Personal information
- Full name: James Edward Pleass
- Born: 21 May 1923 Cardiff, Glamorgan, Wales
- Died: 16 February 2016 (aged 92) Cardiff, Glamorgan, Wales
- Batting: Right-handed

Domestic team information
- 1947–1956: Glamorgan

Career statistics
| Competition | First-class |
| Matches | 171 |
| Runs scored | 4,293 |
| Batting average | 19.33 |
| 100s/50s | 1/11 |
| Top score | 102* |
| Balls bowled | 24 |
| Wickets | – |
| Bowling average | – |
| 5 wickets in innings | – |
| 10 wickets in match | – |
| Best bowling | – |
| Catches/stumpings | 77/– |
- Source: Cricinfo, 15 February 2012

= Jim Pleass =

Welsh cricketer

James Edward Pleass (21 May 1923 – 16 February 2016) was a Welsh cricketer. Pleass was a right-handed batsman.

==Life and career==
Born in Cardiff, Pleass made his first-class debut for Glamorgan in the 1947 County Championship against Derbyshire. He played first-class cricket for Glamorgan for nearly a decade, making 171 first-class appearances, with his final appearance coming against Warwickshire in the 1956 County Championship. An aggressive middle-order batsman, Pleass scored a total of 4,293 runs at an average of 19.33. He made eleven half centuries, while his sole century, a score of 102 not out, came against Yorkshire in 1955, securing Glamorgan their first victory against Yorkshire in Yorkshire. His most successful season came in 1950, when he made 28 first-class appearances, scoring in the process 740 runs at an average of 24.66. A good cover fielder, Pleass took 77 catches in the field.

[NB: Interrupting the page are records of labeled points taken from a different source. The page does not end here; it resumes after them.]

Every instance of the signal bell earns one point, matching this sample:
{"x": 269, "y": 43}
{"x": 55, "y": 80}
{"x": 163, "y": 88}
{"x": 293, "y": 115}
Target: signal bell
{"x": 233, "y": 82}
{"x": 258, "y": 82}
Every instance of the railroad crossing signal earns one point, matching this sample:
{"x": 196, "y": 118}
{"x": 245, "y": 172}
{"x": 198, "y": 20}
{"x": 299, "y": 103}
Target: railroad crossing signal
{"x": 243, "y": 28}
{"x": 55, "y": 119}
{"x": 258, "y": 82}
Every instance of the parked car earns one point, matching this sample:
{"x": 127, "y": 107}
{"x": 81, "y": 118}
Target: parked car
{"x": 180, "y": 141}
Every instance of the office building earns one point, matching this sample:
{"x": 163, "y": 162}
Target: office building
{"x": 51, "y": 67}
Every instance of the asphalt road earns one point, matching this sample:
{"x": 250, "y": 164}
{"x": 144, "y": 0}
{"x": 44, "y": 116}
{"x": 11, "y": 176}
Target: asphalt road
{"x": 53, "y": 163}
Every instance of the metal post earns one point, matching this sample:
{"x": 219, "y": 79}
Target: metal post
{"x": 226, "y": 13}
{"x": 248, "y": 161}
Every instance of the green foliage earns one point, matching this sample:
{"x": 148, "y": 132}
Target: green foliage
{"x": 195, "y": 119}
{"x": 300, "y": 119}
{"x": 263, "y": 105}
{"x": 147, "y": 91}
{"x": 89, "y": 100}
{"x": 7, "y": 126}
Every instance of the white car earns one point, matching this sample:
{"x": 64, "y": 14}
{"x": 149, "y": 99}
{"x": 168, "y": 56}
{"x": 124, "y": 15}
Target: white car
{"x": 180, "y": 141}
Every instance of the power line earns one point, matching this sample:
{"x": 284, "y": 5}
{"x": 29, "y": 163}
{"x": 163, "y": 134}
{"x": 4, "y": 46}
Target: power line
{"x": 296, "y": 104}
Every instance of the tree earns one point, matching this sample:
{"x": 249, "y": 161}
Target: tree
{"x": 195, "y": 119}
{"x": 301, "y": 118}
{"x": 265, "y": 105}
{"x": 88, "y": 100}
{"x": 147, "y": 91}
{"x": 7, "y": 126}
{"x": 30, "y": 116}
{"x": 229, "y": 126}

Following his retirement from first-class cricket in 1956, Pleass went into business in Cardiff. He served on the Glamorgan committee, and as the secretary of the Glamorgan Former Players Association. Pleass died in Cardiff in February 2016, aged 92. He was the last surviving member of the Glamorgan side that won the 1948 County Championship.